Le gospel
À la fin du 19e siècle, diverses tendances annoncent la forme moderne
des gospel songs, dont l'adaptation d'hymnes protestants classiques
par des pasteurs et des musiciens noirs. L'objectif : s'adresser avec
pertinence aux populations noires qui s'émancipent peu à peu.
Viennent ensuite les jubilee singers, dont le but est de donner une vision
respectable des mélodies issues de l'esclavagisme. Plusieurs chorales
noires n'hésitent pas à se faire connaître du public blanc.
Ainsi, après 1871, les Fisk Jubilee Singers connaissent
le succès en actualisant les chants religieux transmis par leurs ancêtres.
L'essor du gospel
À compter des années 1920, le répertoire du gospel s'enrichit
grâce aux compositions de Thomas A. Dorsey (mieux connu sous
le nom de Georgia Tom Dorsey), à qui l'on doit entre
autres les chansons Precious Lord et Peace in the Valley. Avec
Sallie Martin, le pionnier du gospel moderne fonde, en 1932, une
organisation qui diffuse et commercialise le genre dans tous les États-Unis.
Flanqué de la Gospel Singers Convention, Dorsey sillonne
le pays et trouve des interprètes pour chanter ses partitions. Parmi eux,
Willie Mae Ford Smith et la grande Mahalia Jackson.
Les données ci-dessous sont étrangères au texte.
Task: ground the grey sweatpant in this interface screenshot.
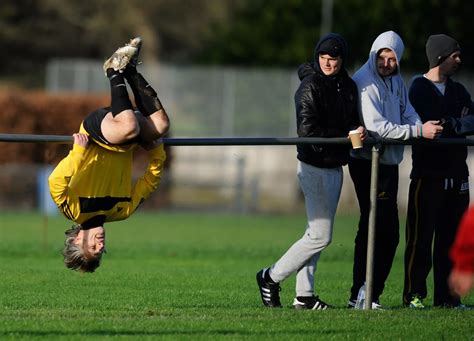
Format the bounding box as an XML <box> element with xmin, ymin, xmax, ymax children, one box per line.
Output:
<box><xmin>269</xmin><ymin>162</ymin><xmax>343</xmax><ymax>296</ymax></box>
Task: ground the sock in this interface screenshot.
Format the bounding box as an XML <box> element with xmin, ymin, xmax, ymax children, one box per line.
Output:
<box><xmin>125</xmin><ymin>68</ymin><xmax>163</xmax><ymax>116</ymax></box>
<box><xmin>263</xmin><ymin>269</ymin><xmax>276</xmax><ymax>284</ymax></box>
<box><xmin>107</xmin><ymin>69</ymin><xmax>133</xmax><ymax>117</ymax></box>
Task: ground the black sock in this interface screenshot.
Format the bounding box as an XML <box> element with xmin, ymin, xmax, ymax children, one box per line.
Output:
<box><xmin>125</xmin><ymin>68</ymin><xmax>163</xmax><ymax>116</ymax></box>
<box><xmin>107</xmin><ymin>69</ymin><xmax>133</xmax><ymax>117</ymax></box>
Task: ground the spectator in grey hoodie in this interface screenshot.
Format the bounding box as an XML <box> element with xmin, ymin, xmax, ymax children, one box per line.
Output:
<box><xmin>348</xmin><ymin>31</ymin><xmax>443</xmax><ymax>309</ymax></box>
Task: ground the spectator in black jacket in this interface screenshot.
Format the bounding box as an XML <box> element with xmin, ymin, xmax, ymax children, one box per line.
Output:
<box><xmin>403</xmin><ymin>34</ymin><xmax>474</xmax><ymax>308</ymax></box>
<box><xmin>257</xmin><ymin>33</ymin><xmax>365</xmax><ymax>310</ymax></box>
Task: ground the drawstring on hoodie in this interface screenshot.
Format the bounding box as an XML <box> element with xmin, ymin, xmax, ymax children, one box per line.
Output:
<box><xmin>444</xmin><ymin>178</ymin><xmax>454</xmax><ymax>191</ymax></box>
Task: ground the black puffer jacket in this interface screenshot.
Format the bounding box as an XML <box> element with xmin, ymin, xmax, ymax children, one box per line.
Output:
<box><xmin>295</xmin><ymin>34</ymin><xmax>361</xmax><ymax>168</ymax></box>
<box><xmin>409</xmin><ymin>76</ymin><xmax>474</xmax><ymax>179</ymax></box>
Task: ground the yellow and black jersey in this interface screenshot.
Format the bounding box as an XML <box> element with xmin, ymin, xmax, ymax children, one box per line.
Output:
<box><xmin>48</xmin><ymin>134</ymin><xmax>166</xmax><ymax>226</ymax></box>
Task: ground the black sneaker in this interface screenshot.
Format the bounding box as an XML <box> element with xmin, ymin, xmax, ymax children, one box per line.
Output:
<box><xmin>293</xmin><ymin>296</ymin><xmax>330</xmax><ymax>310</ymax></box>
<box><xmin>256</xmin><ymin>268</ymin><xmax>281</xmax><ymax>308</ymax></box>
En 1946 et 1947, cette dernière, sacrée « Reine du gospel »,
enregistre des titres tels que Move On Up a Little Higher et le légendaire
hymne protestant Amazing Grace.
Les quartettes vocaux restent le phénomène le plus populaire du gospel.
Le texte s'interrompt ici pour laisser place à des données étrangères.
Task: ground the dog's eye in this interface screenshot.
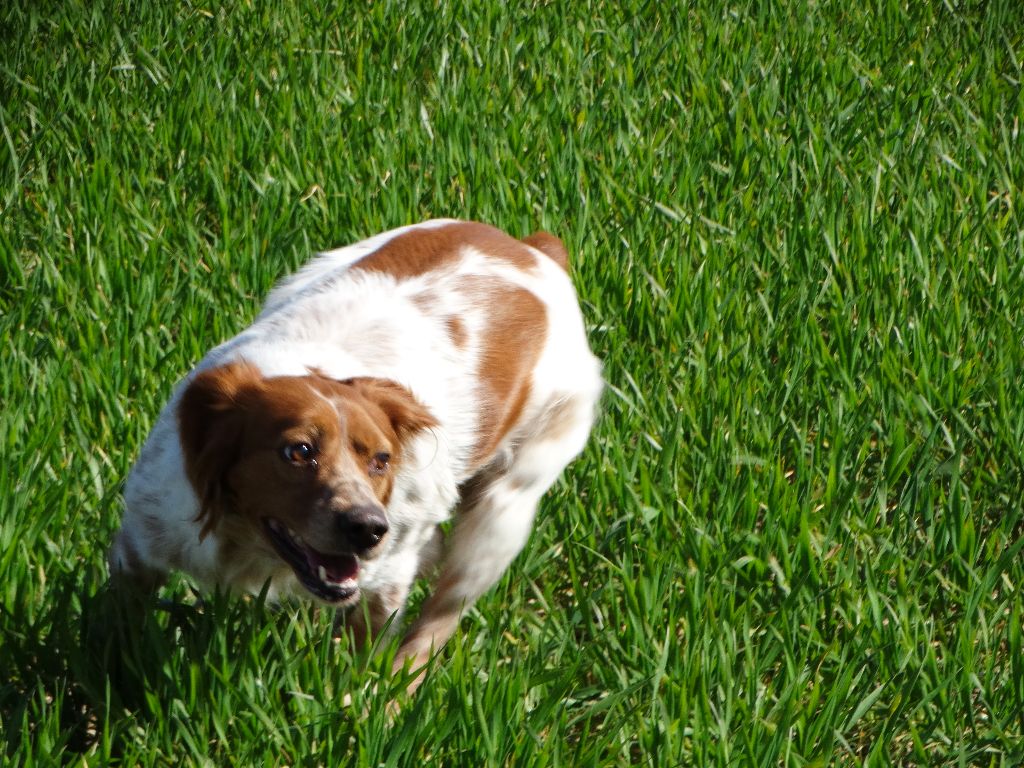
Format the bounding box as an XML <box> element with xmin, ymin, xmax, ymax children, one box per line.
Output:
<box><xmin>281</xmin><ymin>442</ymin><xmax>316</xmax><ymax>465</ymax></box>
<box><xmin>370</xmin><ymin>452</ymin><xmax>391</xmax><ymax>476</ymax></box>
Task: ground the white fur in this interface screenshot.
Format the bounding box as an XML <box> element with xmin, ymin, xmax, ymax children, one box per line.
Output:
<box><xmin>111</xmin><ymin>220</ymin><xmax>602</xmax><ymax>675</ymax></box>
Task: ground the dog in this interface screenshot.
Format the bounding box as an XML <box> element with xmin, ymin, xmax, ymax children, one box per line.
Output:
<box><xmin>109</xmin><ymin>219</ymin><xmax>602</xmax><ymax>688</ymax></box>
Ceux-ci s'approprient d'ailleurs rapidement le répertoire de Dorsey.
Les quartettes sont souvent composés de deux ténors, d'un baryton
et d'une basse. Plusieurs s'entendent pour dire que le premier enregistrement
de musique afro-américaine aux États-Unis revient au Dinwiddie Colored
Quartet, en 1902. Le Golden Gate Quartet, un des groupes
les plus populaires du courant, se démarque par sa virtuosité. Puis,
avec les Roberta Martin Singers, en 1936, on assiste à l'arrivée
de nouveaux arrangements vocaux en trois parties, sans la basse.
Chœurs à cœur
Viennent ensuite, vers les années 1950, les Caravans, les
Davis Sisters et les Bradford Specials. De tous
ces groupes émergent des solistes de grand talent dont Marion Williams,
Albertina Walker, Shirley Caesar ou Dorothy
Love Coates. Au début des années 1960, le révérend
James Cleveland, chanteur et compositeur de gospel, incorpore à
ses mélodies des notions de jazz, de soul et des grands chœurs dont
les chorales paroissiales s'inspireront.
Beaucoup d'artistes de soul et de R&B ont par ailleurs fait leurs premières
armes en se frottant à l'univers du gospel, que l'on pense à
Sam Cooke ou à
Aretha Franklin. L'influence du gospel est également
perceptible chez les Ray Charles, James Brown,
Elvis Presley (avec l'album His Hand in Mine en 1960),
voire même Madonna (avec la chanson Like a Prayer).
Tendances récentes
Deux courants colorent le gospel des années 1980-1990. Le premier, influencé
par l'évolution de la musique profane, dissémine un son disco,
popularisé par la famille Winans et le groupe Commissioned.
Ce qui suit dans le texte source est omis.